L'ingannevole sensazione di libertà deriva anche dal fatto che il meccanismo dei nostri comportamenti sociali è entrato da poco a far parte delle conoscenze scientifiche, sperimentali, e questi meccanismi sono così complessi, e i fattori che li compongono sono così numerosi nella storia del sistema nervoso di un essere umano, che il loro determinismo sembra inconcepibile. Così il termine "libertà" non si oppone al termine "determinismo", perché si pensa al determinismo del principio di causalità lineare, il principio di causa-effetto. Per fortuna i fatti biologici ci fanno penetrare in un mondo in cui lo studio dei sistemi, dei livelli di organizzazione, delle retroazioni, dei servomeccanismi, rende questo tipo di causalità desueto e senza alcun valore operativo. Ciò non significa che un comportamento sia libero.
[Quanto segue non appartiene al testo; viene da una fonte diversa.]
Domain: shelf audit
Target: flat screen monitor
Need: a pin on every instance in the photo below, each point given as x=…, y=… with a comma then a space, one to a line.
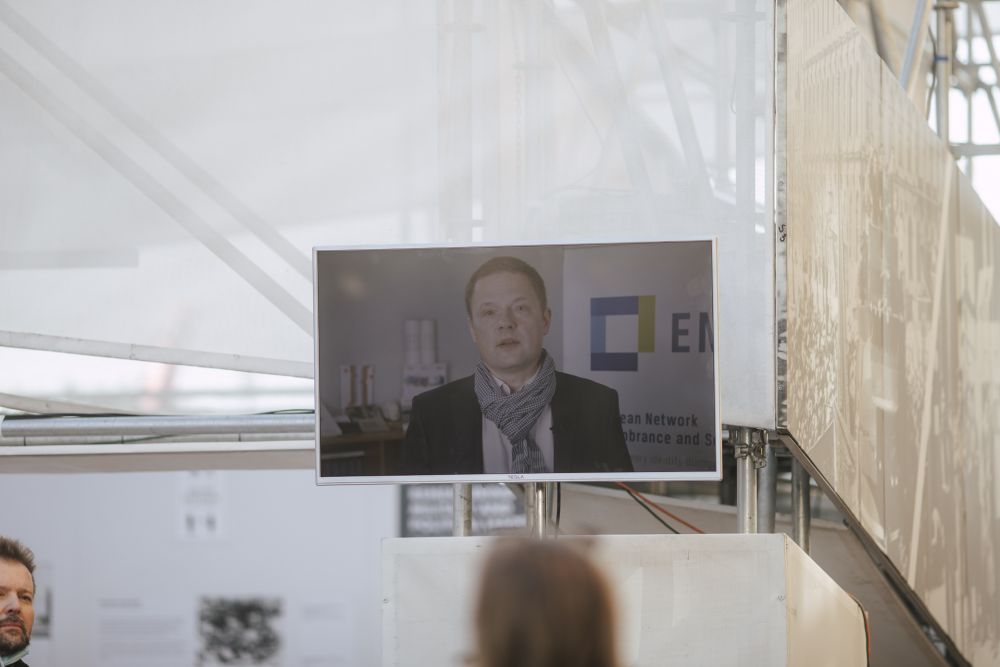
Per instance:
x=585, y=362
Semplicemente i fattori in causa sono troppo numerosi, i meccanismi in gioco troppo complessi, perché esso sia prevedibile in tutti i casi. Ma le regole generali che abbiamo esaminato prima schematicamente ci permettono di capire che i comportamenti sono programmati interamente dalla struttura innata del sistema nervoso e dall'esperienza socioculturale.

Come essere liberi quando un'implacabile falsariga esplicativa ci impedisce di concepire il mondo in modo diverso da quello imposto dagli automatismi socioculturali che essa comanda? Quando la sedicente scelta dell'uno o dell'altro deriva dalle pulsioni istintive, dalla ricerca del piacere attraverso la dominanza e dagli automatismi socioculturali determinati dalla nicchia ambientale? Come essere liberi quando sappiamo che nel nostro sistema nervoso ci sono solo, interiorizzati, i rapporti con gli altri? Quando sappiamo che un elemento non è mai separato da un insieme? Che un individuo, isolato da ogni ambiente sociale, inselvatichisce e non diventerà mai un uomo? Che l'individuo non esiste al di fuori della sua nicchia ambientale, diversa da ogni altra, che lo condiziona interamente a essere ciò che è? Come essere liberi sapendo che l'individuo, elemento di un insieme, dipende anche dagli insiemi più complessi che inglobano l'insieme a cui appartiene? Quando sappiamo che l'organizzazione delle società umane fino all'insieme più vasto, la specie, avviene secondo livelli di organizzazione ciascuno dei quali rappresenta il comando del servomeccanismo che controlla la regolazione del livello sottostante? La libertà, o perlomeno l'immaginazione creatrice, si trova solo a livello della finalità del più grande insieme, e probabilmente anche a questo livello obbedisce a un determinismo cosmico che ci sfugge perché non ne conosciamo le leggi.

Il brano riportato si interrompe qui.